Wir, liebe Genossinnen und Genossen, wir müssen keine Haken schlagen. Wir müssen für unsere Wählerinnen und Wähler berechenbar und zuverlässig sein. Auch wenn die Atomkatastrophe von Fukushima alle anderen Themen überlagert hat und die Frage der sozialen Spaltung in der Gesellschaft zurückgedrängt wurde, werden diese Fragen auch wieder stärker in das öffentliche Bewusstsein zurückkehren. Und dann werden die Menschen fragen: Welche Aufgaben übernimmt DIE LINKE, und welche Antworten hat sie auf unsere Fragen?

Es gibt natürlich Leute – auch aus den Medien –, die finden unsere Ziele nicht schick oder langweilig. Im Morgenmagazin in dieser Woche sagte mir die Moderatorin auf unsere Forderung nach gerechten Löhnen: »Gerechte Arbeitsverhältnisse, das ist so ein bisschen die programmatische Einöde, die man so bei der Linken hört...« Eine Zuschauerin sprach mich hinterher an und sagte, sie sei fassungslos gewesen.

Natürlich kann eine Moderatorin, die mit unseren Gebührengeldern fürstlich bezahlt wird, gerechte Arbeitsverhältnisse öde finden.

Aber ich bin überzeugt, viele Menschen in unserem Land, in unserer Stadt wären glücklich und zufrieden, wenn sie in einer solchen Öde leben würden. Wir müssen uns doch anschauen, wie die Verhältnisse sind, wie die Durchschnittseinkommen sind. Wir haben noch immer keine Mindestlöhne, und auch wir hier in Berlin setzen uns dafür ein, dass wir endlich Mindestlöhne bekommen, liebe Genossinnen und Genossen.

Das Durchschnittseinkommen liegt bei 27.000 Euro pro Jahr, und man kann nicht sagen, dass Leute damit reich sind. Und selbst von den vier Millionen Selbstständigen in unserem Land haben 30 Prozent weniger als 1.100 Euro im Monat. Das sind Menschen, die durch die Verhältnisse häufig in die Selbstständigkeit gezwungen wurden, die diesen Weg oft nicht freiwillig gegangen sind und sich nun für einen Hungerlohn jeden Monat quälen müssen. Auch sie müssen wir vertreten. Wir sind nicht nur die Partei der Arbeitnehmer und Arbeitslosen, wir sind auch die Partei der kleinen und mittelständischen Unternehmen. Wir kennen deren Situation am besten, und auch mit dieser Situation müssen wir uns auseinandersetzen.

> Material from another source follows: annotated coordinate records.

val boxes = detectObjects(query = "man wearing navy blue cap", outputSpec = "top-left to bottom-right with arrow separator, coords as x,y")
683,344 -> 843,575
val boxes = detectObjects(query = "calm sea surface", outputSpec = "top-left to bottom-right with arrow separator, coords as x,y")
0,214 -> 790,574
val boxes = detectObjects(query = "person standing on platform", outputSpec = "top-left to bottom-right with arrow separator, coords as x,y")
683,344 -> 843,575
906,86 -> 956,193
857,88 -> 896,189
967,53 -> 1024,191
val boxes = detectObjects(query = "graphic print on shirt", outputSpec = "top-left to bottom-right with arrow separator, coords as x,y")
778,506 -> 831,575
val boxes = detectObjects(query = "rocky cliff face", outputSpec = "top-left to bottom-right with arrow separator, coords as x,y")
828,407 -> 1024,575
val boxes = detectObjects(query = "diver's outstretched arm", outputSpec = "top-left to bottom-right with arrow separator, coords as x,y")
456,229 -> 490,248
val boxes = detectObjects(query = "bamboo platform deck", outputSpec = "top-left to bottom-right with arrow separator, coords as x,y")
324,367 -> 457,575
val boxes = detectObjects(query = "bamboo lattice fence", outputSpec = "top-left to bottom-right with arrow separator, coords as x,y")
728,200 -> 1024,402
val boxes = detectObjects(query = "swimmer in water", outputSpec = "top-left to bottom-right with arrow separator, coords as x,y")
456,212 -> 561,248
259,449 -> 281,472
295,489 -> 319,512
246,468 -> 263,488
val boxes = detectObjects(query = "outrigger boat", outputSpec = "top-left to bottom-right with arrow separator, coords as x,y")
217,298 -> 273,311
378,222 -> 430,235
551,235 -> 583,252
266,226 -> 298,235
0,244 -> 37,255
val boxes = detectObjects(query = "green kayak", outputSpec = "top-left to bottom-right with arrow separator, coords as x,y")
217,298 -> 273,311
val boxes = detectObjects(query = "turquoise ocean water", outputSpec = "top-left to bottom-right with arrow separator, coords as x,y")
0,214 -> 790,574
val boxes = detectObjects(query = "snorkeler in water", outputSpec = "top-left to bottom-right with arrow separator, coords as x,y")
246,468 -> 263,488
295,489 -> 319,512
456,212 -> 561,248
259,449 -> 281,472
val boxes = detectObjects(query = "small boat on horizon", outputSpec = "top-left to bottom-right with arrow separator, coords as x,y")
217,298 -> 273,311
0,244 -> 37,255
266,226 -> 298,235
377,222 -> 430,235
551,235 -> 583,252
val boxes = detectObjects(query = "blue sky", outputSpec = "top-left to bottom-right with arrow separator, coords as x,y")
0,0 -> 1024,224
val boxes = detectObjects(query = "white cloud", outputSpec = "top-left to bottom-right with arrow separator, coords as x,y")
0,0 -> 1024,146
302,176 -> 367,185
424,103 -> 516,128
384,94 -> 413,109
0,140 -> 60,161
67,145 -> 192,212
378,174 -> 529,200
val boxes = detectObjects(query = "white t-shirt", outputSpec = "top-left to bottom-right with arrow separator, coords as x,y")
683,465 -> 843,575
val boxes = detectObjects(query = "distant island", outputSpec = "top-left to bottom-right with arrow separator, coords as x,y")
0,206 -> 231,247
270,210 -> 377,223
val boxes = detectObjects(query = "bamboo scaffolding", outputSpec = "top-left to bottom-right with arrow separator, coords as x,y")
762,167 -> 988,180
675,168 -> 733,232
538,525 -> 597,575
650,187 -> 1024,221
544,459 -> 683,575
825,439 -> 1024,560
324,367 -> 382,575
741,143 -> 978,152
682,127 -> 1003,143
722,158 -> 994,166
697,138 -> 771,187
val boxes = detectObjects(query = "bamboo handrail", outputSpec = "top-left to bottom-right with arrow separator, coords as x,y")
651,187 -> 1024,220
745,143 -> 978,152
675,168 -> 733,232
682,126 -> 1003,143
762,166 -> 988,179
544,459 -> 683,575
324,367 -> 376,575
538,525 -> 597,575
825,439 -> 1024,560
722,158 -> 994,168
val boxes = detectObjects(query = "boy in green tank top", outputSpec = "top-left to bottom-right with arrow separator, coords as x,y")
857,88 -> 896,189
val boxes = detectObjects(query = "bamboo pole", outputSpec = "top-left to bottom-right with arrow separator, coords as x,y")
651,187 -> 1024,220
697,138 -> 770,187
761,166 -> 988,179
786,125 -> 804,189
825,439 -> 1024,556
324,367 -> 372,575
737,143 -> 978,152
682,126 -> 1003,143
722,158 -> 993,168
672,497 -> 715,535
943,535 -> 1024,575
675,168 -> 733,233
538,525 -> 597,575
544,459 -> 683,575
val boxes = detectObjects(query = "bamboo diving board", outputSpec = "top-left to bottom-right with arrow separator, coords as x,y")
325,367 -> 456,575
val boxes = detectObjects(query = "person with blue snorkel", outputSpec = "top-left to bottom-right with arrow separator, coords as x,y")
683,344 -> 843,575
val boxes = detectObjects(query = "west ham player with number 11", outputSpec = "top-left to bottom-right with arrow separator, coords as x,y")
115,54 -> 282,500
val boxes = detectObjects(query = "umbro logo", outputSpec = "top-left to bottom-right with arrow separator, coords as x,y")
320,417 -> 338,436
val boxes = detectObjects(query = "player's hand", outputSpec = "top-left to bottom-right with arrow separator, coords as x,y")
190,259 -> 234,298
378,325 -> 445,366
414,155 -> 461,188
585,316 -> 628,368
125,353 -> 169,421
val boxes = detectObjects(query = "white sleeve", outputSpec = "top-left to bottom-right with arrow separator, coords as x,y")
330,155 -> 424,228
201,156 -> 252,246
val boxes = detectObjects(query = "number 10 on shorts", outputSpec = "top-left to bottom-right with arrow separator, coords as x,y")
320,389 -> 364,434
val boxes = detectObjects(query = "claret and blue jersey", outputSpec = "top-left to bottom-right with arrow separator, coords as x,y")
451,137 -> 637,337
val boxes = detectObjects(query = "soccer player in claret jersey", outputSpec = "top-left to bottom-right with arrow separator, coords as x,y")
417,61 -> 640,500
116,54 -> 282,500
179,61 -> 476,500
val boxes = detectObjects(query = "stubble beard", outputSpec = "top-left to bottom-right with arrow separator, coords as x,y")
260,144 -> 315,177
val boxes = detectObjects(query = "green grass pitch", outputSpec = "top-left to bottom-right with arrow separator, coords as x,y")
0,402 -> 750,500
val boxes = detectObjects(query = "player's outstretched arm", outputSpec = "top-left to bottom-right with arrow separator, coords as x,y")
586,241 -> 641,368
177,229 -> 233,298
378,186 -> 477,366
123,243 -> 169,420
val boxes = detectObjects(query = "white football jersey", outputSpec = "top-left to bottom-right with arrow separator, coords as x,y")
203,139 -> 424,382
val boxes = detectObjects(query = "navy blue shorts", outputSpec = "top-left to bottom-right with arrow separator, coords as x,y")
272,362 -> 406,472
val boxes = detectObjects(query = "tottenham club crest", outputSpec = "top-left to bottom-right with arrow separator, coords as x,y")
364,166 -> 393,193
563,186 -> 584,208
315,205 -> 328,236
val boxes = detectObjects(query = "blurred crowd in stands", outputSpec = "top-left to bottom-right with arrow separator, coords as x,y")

Liebe Genossinnen und Genossen,

in der Strategiedebatte werden wir uns neue Felder erschließen, aber ich glaube, die entscheidende Frage ist, alle neuen Herausforderungen, alle wichtigen neuen Themen so mit den Themen der heutigen Zeit zu verbinden, dass nicht der Eindruck entsteht, DIE LINKE mache nun etwas völlig anderes. Wir haben uns über 20 Jahre politische Felder erarbeitet: soziale Gerechtigkeit, Friedenspolitik und andere mehr. Die können wir nicht einfach links liegen lassen. Denn wenn wir aufhören, diese Felder zu beackern, dann entsteht eine große Brache, weil sich keine andere Partei um diese Fragen so kümmern wird wie wir. Und darum bin ich der Auffassung, wir müssen uns neuen Herausforderungen stellen, aber alle neuen, wichtigen Themen mit den Fragen der sozialen Gerechtigkeit verbinden. Wir müssen zum Beispiel die Fragen des Atomausstiegs mit den Fragen nach sozialen Strompreisen verbinden. Wir müssen die soziale Gerechtigkeit mit der Eigentumsfrage verbinden, wie es Harald Wolf mit den Wasserbetrieben versucht. Wir müssen dafür sorgen, dass wir endlich wieder kommunales Eigentum haben, dass wir nicht mehr abhängig sind von dem Diktat der Großen. Und wir, liebe Genossinnen und Genossen, das ist unsere Spezifik, wir sind die einzige Partei, die die Frage nach dem Zusammenhang zwischen Demokratie und Eigentum stellt. Denn wer nichts hat, der kann auch nichts entscheiden. Wir wollen, dass man Politik gestalten kann, und für Gestaltung braucht man öffentliches Eigentum, und darum müssen wir gemeinsam unser öffentliches Eigentum zurückerobern, liebe Genossinnen und  Genossen.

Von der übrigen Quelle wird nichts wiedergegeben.